Pour Esmaeil, sa femme et ses trois fils, qui connaissent Orelsan et Ablaye depuis l'enfance, c'est une belle preuve de reconnaissance. "Après vingt-deux ans, il nous donne de la force, c'est génial", se réjouit Ahmad, le fils. Derrière ces paroles, il y a aussi l'histoire d'une entreprise familiale qui n'a jamais cessé de faire équipe pour vivre de sa passion de la cuisine.

En famille

En réalité, leur aventure caennaise commence à un kilomètre de là, rue d'Auge, près de la gare. A l'époque, l'ensemble de la famille, d'origine iranienne, arrive tout droit d'Alençon, où elle a habité pendant deux ans, après avoir obtenu son statut de réfugié politique. Deux années durant lesquelles Esmaeil enchaîne les petits boulots sur Paris et fait les allers-retours tous les jours entre la capitale et la Normandie.
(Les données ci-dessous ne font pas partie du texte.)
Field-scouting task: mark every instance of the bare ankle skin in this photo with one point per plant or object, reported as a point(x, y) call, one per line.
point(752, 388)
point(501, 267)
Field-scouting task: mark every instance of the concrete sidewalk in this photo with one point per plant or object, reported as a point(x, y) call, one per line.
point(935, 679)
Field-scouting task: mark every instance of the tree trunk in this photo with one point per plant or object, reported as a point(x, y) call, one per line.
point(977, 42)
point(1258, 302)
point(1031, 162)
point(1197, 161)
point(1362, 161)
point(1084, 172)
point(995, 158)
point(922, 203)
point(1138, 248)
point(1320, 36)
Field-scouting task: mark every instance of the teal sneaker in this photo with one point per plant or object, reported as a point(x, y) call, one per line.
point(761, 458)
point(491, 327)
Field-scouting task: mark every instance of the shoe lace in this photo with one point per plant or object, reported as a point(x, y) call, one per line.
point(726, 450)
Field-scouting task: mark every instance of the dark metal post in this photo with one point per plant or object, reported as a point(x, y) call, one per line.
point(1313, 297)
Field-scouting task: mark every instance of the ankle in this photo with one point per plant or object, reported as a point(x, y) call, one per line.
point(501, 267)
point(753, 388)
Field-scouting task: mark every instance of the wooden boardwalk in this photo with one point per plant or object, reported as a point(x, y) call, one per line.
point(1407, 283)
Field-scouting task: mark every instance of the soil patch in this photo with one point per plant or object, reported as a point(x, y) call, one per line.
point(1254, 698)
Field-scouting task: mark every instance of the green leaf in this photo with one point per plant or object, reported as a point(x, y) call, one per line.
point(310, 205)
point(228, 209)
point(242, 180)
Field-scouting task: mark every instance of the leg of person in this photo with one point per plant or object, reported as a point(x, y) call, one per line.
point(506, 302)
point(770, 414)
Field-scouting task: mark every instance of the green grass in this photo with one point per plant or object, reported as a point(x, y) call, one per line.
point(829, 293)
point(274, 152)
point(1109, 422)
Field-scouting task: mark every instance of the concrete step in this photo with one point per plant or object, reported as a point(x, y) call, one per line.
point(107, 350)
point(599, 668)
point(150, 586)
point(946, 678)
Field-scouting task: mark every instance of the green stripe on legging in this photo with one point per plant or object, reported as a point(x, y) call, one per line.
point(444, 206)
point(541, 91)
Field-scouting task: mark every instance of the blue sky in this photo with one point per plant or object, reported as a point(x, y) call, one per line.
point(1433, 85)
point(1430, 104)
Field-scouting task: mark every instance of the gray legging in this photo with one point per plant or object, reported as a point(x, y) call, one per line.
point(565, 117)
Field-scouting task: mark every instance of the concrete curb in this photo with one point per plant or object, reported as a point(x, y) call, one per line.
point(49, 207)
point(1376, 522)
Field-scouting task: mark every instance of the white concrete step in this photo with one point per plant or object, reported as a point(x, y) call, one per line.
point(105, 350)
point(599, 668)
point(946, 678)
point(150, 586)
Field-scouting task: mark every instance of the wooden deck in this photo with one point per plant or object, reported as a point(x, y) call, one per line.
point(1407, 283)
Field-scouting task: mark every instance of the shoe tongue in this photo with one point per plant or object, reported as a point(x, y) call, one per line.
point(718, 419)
Deux ans plus tard, en 2000, alors qu'Esmaeil ne trouve pas d'emploi à Alençon, la famille décide de déménager à Caen, avec une idée en tête : ouvrir un restaurant. Quelques coups de pinceau plus tard, La Panthère rose voit le jour, rue d'Auge, en hommage à la couleur donnée aux murs. Ahmad, son fils, se rappelle. 
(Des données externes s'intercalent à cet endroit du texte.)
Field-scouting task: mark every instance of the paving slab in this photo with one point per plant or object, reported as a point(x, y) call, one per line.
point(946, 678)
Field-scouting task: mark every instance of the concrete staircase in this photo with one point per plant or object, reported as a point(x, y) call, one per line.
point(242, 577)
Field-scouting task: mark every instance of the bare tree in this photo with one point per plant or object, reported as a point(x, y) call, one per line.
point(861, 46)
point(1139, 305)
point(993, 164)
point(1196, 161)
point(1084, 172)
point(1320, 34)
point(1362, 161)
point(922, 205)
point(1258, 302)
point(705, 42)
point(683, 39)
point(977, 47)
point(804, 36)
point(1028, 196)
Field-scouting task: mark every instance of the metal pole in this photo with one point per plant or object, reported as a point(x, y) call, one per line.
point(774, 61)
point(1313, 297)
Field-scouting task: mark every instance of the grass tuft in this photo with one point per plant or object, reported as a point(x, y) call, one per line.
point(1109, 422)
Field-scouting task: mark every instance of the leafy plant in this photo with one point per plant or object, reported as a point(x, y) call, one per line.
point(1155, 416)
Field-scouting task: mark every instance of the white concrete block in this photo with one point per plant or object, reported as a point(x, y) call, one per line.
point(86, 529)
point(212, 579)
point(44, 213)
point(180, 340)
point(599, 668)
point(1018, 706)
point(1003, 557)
"Mon père avait de la peinture blanche et de la peinture rouge, alors il a mélangé le tout pour peindre les murs en rose."

Ahmad, gérant du Magic Beau Gosse et fils d'Esmaeil

à France 3 Normandie

Au départ, les journées sont longues et fatigantes. "Un jour, je me suis même endormi au travail, pendant les heures creuses, tellement j'étais épuisé", se remémore son père.

Debouts dès 9 heures et parfois jusqu'à 3, voire 4 heures du matin, Esmaeil et sa femme travaillent d'arrache-pied pour faire marcher leur affaire. Heureusement, ils sont épaulés par leurs trois fils, Ali, Ahmad et Hamid, qui mettent vite la main à la pâte.

"Tous les samedis, Ahmad m'aidait à préparer le pain pour la semaine."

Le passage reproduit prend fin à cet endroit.